01. Introduction

Modified

October 19, 2023

As research techniques and data collection have become almost completely digital and analysis methods grow more sophisticated, it is critical that scientists develop three skills: data visualization, statistics, and coding. Unfortunately, many undergraduate biology programs emphasize the memorization of numerous facts, while failing to offer courses in data graphics, estimation statistics, or scientific programming. In this session, we offer a basic orientation on these topics.

Before class

If any issues can’t be resolved with the below steps, we can work on it in the class together.

Getting the necessary software

  1. You’ll need to get set up with a version-control system. Go to GitHub and get an account. Download and install GitHub Desktop.

  2. Retrieve the course materials from GitHub. Go to the course repository (“repo”) at https://github.com/ACCLAB/moda. Click the green Code button and then select Open with GitHub Desktop.clonemoda.png
    You will be prompted to select a directory for the local repository. If you are using a PC it can be something like this:
    clonedir.png
    If you are using a mac, it can be something like //Users/YOURUSERNAME/Documents/GitHub/moda.

  3. To get set up with Python and Jupyter notebooks, install the Anaconda Distribution on your laptop.

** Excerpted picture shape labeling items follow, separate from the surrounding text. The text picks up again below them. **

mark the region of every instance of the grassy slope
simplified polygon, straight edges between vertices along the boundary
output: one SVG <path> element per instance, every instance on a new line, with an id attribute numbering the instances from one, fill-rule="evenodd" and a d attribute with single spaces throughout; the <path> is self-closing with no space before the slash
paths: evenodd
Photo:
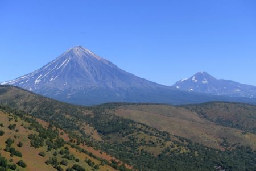
<path id="1" fill-rule="evenodd" d="M 47 165 L 45 164 L 45 161 L 49 157 L 54 157 L 53 150 L 47 151 L 47 147 L 44 145 L 39 148 L 35 149 L 30 145 L 30 140 L 28 138 L 28 135 L 30 134 L 38 133 L 35 130 L 30 130 L 29 129 L 25 129 L 22 124 L 24 126 L 28 126 L 30 123 L 21 120 L 20 118 L 18 118 L 18 122 L 15 122 L 14 119 L 9 120 L 10 115 L 7 113 L 0 111 L 0 122 L 2 123 L 4 125 L 3 127 L 0 128 L 0 130 L 5 131 L 5 134 L 0 137 L 0 153 L 2 156 L 6 159 L 10 160 L 13 159 L 13 162 L 16 163 L 19 160 L 23 160 L 24 162 L 27 164 L 27 166 L 26 168 L 23 168 L 20 166 L 18 166 L 18 169 L 19 170 L 56 170 L 51 165 Z M 10 124 L 16 124 L 16 128 L 19 130 L 19 132 L 16 132 L 14 130 L 11 130 L 7 128 L 8 126 Z M 47 125 L 45 124 L 44 125 Z M 15 129 L 16 129 L 15 128 Z M 17 138 L 14 137 L 14 136 L 18 136 Z M 62 135 L 63 137 L 66 136 L 67 135 Z M 20 151 L 22 153 L 22 157 L 11 157 L 9 152 L 5 152 L 3 149 L 5 148 L 5 141 L 8 138 L 11 138 L 14 140 L 14 143 L 12 147 L 14 147 L 15 149 Z M 23 144 L 22 147 L 18 147 L 16 145 L 19 142 L 22 142 Z M 68 161 L 68 165 L 64 166 L 61 165 L 61 167 L 65 170 L 68 166 L 72 167 L 75 164 L 77 164 L 83 168 L 85 168 L 88 170 L 91 170 L 92 168 L 88 166 L 88 165 L 84 161 L 85 159 L 90 159 L 93 162 L 94 162 L 96 164 L 100 164 L 100 161 L 89 156 L 89 155 L 79 152 L 76 149 L 72 148 L 70 145 L 66 145 L 69 148 L 69 151 L 71 154 L 78 158 L 80 160 L 77 163 L 75 161 Z M 46 152 L 46 156 L 42 157 L 38 154 L 40 152 L 44 151 Z M 63 159 L 61 158 L 60 155 L 57 155 L 57 158 L 59 161 L 61 161 Z M 101 166 L 100 169 L 98 170 L 116 170 L 115 169 L 105 165 L 105 166 Z"/>
<path id="2" fill-rule="evenodd" d="M 184 107 L 222 126 L 256 134 L 255 105 L 214 102 Z"/>
<path id="3" fill-rule="evenodd" d="M 201 109 L 205 109 L 200 106 Z M 252 107 L 251 105 L 250 106 Z M 216 109 L 214 110 L 217 111 Z M 118 116 L 143 123 L 210 147 L 223 149 L 221 144 L 223 138 L 226 137 L 230 145 L 249 145 L 256 149 L 256 135 L 250 132 L 245 134 L 241 130 L 218 124 L 213 119 L 208 120 L 196 112 L 184 107 L 158 105 L 125 105 L 119 106 L 115 111 Z M 233 109 L 233 111 L 236 109 Z M 239 112 L 241 111 L 236 113 Z M 224 115 L 226 118 L 232 118 L 233 115 L 228 116 L 229 114 L 226 112 Z M 243 118 L 241 123 L 246 119 L 247 116 Z M 250 122 L 253 126 L 253 121 Z M 255 122 L 254 123 L 255 126 Z"/>
<path id="4" fill-rule="evenodd" d="M 214 166 L 217 164 L 229 168 L 227 170 L 236 170 L 236 168 L 241 169 L 241 165 L 236 166 L 234 163 L 247 163 L 246 161 L 248 161 L 248 164 L 250 164 L 252 161 L 249 156 L 250 153 L 247 153 L 243 149 L 239 151 L 241 155 L 236 155 L 238 159 L 233 159 L 230 156 L 233 156 L 236 151 L 224 153 L 194 144 L 187 140 L 159 131 L 146 125 L 117 117 L 114 115 L 114 110 L 109 106 L 107 109 L 110 109 L 107 110 L 104 106 L 88 108 L 68 105 L 10 86 L 0 86 L 0 103 L 7 104 L 16 109 L 24 110 L 34 116 L 55 124 L 57 127 L 60 126 L 69 134 L 76 133 L 79 135 L 79 137 L 89 139 L 87 142 L 92 141 L 94 143 L 92 146 L 95 148 L 97 148 L 97 145 L 100 144 L 100 148 L 103 151 L 142 170 L 213 170 Z M 148 110 L 154 111 L 154 109 L 148 108 L 146 113 L 150 113 Z M 144 112 L 143 110 L 136 109 L 133 112 L 138 111 Z M 185 120 L 184 125 L 190 122 L 191 127 L 188 128 L 188 130 L 194 128 L 194 123 L 202 124 L 207 121 L 195 113 L 188 114 L 189 111 L 187 109 L 182 110 L 172 117 L 179 120 Z M 164 113 L 166 110 L 169 112 Z M 172 109 L 160 107 L 155 110 L 156 114 L 159 111 L 163 112 L 162 116 L 166 118 L 159 119 L 156 117 L 152 121 L 159 119 L 158 121 L 160 122 L 167 118 L 172 118 L 168 115 Z M 188 113 L 185 112 L 186 111 Z M 189 115 L 188 119 L 187 118 L 188 115 Z M 204 123 L 206 125 L 212 123 L 207 122 Z M 154 123 L 153 122 L 152 123 Z M 202 129 L 201 127 L 196 128 L 196 131 Z M 95 130 L 97 132 L 94 131 Z M 223 132 L 225 132 L 225 130 L 223 130 Z M 88 137 L 88 134 L 91 134 L 95 135 Z M 85 134 L 86 136 L 83 136 Z M 99 142 L 93 141 L 99 137 L 102 141 L 100 140 Z M 234 139 L 236 138 L 237 137 Z M 141 149 L 145 149 L 154 156 Z M 241 160 L 241 156 L 245 155 L 249 156 L 250 160 Z"/>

  4. Open Anaconda Navigator and open a terminal window by clicking on Environments > base (root), and then clicking on the green triangle and select Open Terminal.

openterminal.png

  1. Go to your moda directory (replace the path with your own actual path) and install it with pip:
    cd Documents/GitHub/moda
    pip install .

Checking out the notebooks

  1. launch JupyterLab by clicking on it.

launchjupyterlab.png
JupyterLab will open in a browser tab.

  1. In the File Browser panel in JupyterLab, navigate to the folder where you cloned the course repo (refer to step 2). Double click on ‘nbs’. You should see a list of notebook files. Open “02_Quick_tour_of_the_Notebook.ipynb” by double-clicking on the icon shown in the JupyterLab browser window. opennotebook.png

  2. Work through the notebook. Familiarize yourself with basic Python, and with working in the JupyterLab environment.

Reading about the python packages we will use

  1. Read about pandas, matplotlib, and seaborn.

  2. Read our papers on estimation statistics here and here.

In class

  1. An overview of data analysis.

  2. A tour of the estimationstats web app.

  3. Presentation of a Jupyter notebook that introduces techniques in data analysis using Python.

  4. Try JupyterLite, an experimental web version of JupyterLab, with a class notebook here.